Finance March 31st, 2014

Mr. Speaker, Canada leads the G7, with more than one million jobs created since the global economic recession, but we are not immune to the challenges beyond our borders. That is why our government supports economic growth and job creation while keeping taxes low and returning to a balanced budget by 2015.

What the member opposite did not mention is that we had excellent growth in January of 0.5%, a lot higher than forecast. This is part of the success that our economic action plan—

Finance March 27th, 2014

I will examine all of the reports submitted on this subject, but I must say that our government is focusing on what is important to Canadians: jobs and economic growth. Although the world's economy remains fragile, especially in the United States and Europe, our economic policies have helped protect Canada. More than one million net new jobs have been created since July 2009. Those are the facts. I do not know why the NDP chooses to ignore them.

Finance March 27th, 2014

Mr. Speaker, I will repeat what I said. Income splitting is a good policy for Canadian seniors and will be a good policy for Canadian families. As a result of our low-tax plan, the average CAnadian family is paying nearly $3,400 less in taxes in 2014.

Finance March 27th, 2014

Mr. Speaker, I thank the member again for the welcome.
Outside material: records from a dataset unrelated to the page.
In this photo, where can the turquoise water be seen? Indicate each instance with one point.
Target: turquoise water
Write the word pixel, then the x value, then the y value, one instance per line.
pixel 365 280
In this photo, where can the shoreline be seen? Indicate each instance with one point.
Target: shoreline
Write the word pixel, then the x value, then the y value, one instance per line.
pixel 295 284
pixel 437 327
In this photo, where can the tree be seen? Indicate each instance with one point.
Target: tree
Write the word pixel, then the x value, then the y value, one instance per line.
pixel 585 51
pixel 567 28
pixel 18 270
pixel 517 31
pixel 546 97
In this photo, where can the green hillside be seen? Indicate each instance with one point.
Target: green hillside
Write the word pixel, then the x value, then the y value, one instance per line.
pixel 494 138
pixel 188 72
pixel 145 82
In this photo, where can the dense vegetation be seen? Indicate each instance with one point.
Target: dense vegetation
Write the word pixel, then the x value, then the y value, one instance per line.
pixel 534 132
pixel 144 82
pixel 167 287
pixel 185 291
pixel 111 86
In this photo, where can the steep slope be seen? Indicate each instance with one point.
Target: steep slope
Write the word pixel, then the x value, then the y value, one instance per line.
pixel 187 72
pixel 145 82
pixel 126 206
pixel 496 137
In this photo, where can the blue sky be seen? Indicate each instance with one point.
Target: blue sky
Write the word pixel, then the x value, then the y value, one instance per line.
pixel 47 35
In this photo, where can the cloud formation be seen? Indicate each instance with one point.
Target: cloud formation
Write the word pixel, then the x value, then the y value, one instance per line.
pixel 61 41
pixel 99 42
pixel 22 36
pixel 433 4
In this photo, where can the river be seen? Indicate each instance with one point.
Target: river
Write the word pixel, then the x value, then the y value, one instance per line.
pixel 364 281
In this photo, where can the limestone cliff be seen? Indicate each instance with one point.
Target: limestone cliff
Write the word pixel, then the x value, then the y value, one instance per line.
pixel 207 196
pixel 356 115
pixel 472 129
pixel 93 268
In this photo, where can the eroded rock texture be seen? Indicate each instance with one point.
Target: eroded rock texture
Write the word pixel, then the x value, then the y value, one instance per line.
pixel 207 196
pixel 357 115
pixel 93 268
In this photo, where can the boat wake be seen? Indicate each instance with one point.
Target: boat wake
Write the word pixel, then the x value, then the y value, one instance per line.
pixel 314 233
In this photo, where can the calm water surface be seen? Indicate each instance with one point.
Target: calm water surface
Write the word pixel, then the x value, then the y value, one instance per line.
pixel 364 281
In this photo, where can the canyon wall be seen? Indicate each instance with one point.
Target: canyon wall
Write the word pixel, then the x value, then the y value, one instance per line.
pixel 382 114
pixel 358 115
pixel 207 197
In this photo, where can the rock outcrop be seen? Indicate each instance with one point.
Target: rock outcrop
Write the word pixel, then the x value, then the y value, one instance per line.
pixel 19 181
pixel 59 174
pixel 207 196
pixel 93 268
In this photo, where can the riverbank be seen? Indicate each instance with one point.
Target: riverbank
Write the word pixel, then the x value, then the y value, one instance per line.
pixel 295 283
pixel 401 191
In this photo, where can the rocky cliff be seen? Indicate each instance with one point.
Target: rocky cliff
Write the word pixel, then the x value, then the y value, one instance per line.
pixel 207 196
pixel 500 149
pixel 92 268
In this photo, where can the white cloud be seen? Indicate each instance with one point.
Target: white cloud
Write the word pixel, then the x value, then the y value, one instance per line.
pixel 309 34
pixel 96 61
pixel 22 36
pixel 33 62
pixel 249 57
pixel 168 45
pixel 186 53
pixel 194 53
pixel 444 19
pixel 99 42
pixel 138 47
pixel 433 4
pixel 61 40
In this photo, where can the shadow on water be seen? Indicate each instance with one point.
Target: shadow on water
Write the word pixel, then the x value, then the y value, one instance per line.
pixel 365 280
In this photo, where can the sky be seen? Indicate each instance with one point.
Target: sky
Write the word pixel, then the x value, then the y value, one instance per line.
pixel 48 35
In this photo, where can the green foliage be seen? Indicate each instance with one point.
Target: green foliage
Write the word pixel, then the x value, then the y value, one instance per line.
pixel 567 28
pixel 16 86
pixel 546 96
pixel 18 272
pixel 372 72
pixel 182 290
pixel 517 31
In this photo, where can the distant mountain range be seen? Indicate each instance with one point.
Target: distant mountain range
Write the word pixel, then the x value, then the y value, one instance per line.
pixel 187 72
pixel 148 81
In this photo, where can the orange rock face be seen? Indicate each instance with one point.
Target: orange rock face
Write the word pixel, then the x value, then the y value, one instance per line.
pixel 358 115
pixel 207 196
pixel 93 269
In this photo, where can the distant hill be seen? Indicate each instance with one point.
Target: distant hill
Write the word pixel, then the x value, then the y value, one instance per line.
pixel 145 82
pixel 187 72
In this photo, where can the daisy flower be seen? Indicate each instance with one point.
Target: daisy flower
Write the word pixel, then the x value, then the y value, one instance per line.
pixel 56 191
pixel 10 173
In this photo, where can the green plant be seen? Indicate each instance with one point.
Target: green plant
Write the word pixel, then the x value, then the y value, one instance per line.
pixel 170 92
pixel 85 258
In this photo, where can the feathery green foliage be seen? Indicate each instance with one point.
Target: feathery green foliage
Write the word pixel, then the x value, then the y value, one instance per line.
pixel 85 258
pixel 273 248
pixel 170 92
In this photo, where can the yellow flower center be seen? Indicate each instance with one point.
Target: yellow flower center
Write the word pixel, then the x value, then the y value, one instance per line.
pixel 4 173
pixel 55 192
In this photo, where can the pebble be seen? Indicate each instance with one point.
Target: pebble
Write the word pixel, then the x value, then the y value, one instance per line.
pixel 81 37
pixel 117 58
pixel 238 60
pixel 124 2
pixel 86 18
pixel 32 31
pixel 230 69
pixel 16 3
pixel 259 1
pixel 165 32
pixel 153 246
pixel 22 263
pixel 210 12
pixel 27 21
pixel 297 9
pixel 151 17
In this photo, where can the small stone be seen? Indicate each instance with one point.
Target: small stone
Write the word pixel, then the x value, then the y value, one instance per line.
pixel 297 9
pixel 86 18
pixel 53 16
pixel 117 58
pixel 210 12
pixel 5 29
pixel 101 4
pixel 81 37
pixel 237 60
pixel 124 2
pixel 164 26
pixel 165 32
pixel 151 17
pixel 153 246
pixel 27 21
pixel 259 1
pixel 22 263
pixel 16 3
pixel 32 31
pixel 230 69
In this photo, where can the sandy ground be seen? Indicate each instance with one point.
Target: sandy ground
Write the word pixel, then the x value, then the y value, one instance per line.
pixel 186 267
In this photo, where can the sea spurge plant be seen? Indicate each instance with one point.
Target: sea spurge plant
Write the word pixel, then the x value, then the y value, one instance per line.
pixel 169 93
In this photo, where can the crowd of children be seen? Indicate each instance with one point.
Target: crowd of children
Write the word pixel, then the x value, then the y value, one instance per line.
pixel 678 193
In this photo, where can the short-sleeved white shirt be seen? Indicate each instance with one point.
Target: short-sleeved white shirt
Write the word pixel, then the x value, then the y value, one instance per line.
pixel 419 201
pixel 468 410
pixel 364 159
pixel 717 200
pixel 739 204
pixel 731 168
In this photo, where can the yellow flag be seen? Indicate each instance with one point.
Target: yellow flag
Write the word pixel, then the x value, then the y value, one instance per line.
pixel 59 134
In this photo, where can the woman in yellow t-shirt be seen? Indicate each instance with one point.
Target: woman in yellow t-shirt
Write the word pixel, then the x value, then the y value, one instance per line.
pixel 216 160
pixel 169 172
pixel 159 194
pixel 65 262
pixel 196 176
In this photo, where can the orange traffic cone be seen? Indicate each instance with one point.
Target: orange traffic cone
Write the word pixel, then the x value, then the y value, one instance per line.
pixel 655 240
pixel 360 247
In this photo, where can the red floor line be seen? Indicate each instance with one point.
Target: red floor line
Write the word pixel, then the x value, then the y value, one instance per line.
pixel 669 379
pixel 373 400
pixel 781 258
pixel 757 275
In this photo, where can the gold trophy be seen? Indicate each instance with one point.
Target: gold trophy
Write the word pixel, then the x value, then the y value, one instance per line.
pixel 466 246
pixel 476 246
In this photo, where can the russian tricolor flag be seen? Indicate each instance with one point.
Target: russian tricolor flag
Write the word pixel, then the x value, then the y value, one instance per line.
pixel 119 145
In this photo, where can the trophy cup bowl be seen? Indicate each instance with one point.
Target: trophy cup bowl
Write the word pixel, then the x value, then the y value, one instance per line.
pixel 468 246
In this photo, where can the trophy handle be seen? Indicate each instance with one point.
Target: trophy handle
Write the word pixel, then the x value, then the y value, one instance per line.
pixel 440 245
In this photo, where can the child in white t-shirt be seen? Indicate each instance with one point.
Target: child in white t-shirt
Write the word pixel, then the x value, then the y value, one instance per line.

As the Prime Minister said, income splitting was a good policy for Canadian seniors, and it will be a good policy for families. Once the budget is balanced next year, the government is committed to greater tax relief for Canadian families.

As a result of our low-tax plan, the average family is paying $3,400 less than in previous years. Shamefully, the NDP has voted against each and every one of these measures.

Pensions March 26th, 2014

Mr. Speaker, we understand that small business is a cornerstone of our economy, creating jobs that support families in our communities. That is why we recently announced a three-year freeze to EI rates that would leave $660 million in the pockets of job creators and workers in 2014 alone.

What is more, beginning in 2017, premiums would be set according to a seven-year break-even rate. This would ensure that premiums are no higher than they need to be.

Finance March 26th, 2014

Mr. Speaker, we are keeping a close eye on the housing market and we are prepared to take reasonable measures to maintain stability.

That is why we recently took prudent action to strengthen Canada's housing market by introducing certain measures. For example, we reduced the amortization period to 25 years on government-insured mortgages, and we lowered to 80% the maximum amount lenders can provide when refinancing mortgages.